The following piece is the unedited piece published on Woroni.
Last Saturday, I found myself in the Borders store in Canberra Centre, browsing through the heavily discounted books. There were signs everywhere in the store, advertising the following “Administrators sale, everything on sale must go, all sales final, no returns”. Almost everything in the store, including the fixtures but excluding the posters, is on sale.
The administrators of parent company RedGroup Retail, who had already closed 17 Borders stores since taking control of the business in February, recently announced they would close the nine remaining stores (which include the store in Canberra Centre) in Australia by 17 July. At its peak, Australia had 26 Borders Stores. With the closures of the Angus & Robertson and Borders bookstores in Canberra Centre, we are pretty much left with Dymocks and The Smiths Alternative bookstore in Civic.
As a kid, I remembered the trips to the bookstores, spending hours in the stores flipping through books after books, pages after pages. Those trips to the bookstores have somewhat cultivated my lifelong interest in reading, with books by Enid Blyton and Roald Dahl lining up my bookshelves when I was younger. While those books have since been tucked away, they remain my priced possessions. As an adult, browsing in bookstores remains one of my favourite things to do, arguably one of life’s sublime pleasures, which I am sure many would agree.

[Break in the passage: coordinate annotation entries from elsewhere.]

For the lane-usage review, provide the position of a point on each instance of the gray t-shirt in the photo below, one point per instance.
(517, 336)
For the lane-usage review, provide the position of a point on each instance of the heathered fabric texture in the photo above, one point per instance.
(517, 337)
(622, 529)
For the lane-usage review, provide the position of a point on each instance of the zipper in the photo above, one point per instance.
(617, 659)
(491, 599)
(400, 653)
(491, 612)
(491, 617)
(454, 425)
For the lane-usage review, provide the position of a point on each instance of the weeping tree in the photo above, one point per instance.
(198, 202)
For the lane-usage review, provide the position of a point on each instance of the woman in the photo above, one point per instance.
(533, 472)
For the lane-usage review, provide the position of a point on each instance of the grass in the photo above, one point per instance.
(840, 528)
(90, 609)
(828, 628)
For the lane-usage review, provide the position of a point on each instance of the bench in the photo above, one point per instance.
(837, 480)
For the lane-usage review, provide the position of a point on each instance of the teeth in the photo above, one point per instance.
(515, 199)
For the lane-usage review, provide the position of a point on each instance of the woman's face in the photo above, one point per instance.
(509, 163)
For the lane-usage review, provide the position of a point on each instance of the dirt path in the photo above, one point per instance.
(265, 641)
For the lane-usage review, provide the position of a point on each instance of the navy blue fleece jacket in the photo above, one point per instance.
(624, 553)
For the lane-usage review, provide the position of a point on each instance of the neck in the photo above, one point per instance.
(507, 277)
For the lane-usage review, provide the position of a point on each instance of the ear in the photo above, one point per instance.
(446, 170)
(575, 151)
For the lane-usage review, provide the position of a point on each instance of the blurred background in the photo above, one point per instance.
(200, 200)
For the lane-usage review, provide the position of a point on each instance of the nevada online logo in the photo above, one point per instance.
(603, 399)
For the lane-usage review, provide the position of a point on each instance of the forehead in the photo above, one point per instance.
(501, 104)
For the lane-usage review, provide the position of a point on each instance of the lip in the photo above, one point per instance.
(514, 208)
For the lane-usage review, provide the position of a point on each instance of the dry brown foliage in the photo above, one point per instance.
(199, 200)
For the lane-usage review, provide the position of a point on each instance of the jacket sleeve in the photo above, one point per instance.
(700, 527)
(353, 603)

These days, the likes of the Kindle, iPad, other Ebook readers (e-readers), and Ebooks seem to have taken over the world of reading, and found its way into lecture theatres. A few years ago, it was novel to have students with laptops in lecture theatres. Today, it is increasingly common to find students scrolling through their lecture notes on their iPads or e-readers. For the cost-conscious consumer, Ebooks have become a popular option, often much cheaper than physical books. For example, Khaled Hosseini’s “The Kite Runner” generally has a list price of USD 16 and is currently discounted at USD 9.69. The Kindle’s edition is going for an even cheaper USD 8.32. Judging by the increasing number of Ebooks available, prices of Ebooks are definitely coming down over time. While elementary kids’ books generally aren’t available on e-readers yet, young adult books often are. Besides, it’s certainly unimaginable reading a “board book”, often one that requires the sense of “touch”, to a toddler on an e-reader. While unimaginable, it certainly isn’t impossible. In fact, reading a “board book” on an e-reader has been made possible by Barnes & Noble, which offer a range of “Read to me” Ebooks under their “Nook Book” range for the young readers. Besides, apart from Ebooks, much cheaper online options have also been made available to consumers these days. Book lovers would know what I am talking about. Books sold on The Book Depository and Amazon are often considerably cheaper than the ones sold in bookstores.
With the rising popularity of Ebooks over physical books, and online bookstores, it isn’t entirely unthinkable to see the brick-and-mortar bookstores nearing the end of its life-cycle. Are we bidding “good riddance” to the traditional brick-and-mortar bookstores? Yet, as I entertain that possibility, I find it hard to imagine the day when my kids ask me “What’s a bookstore?”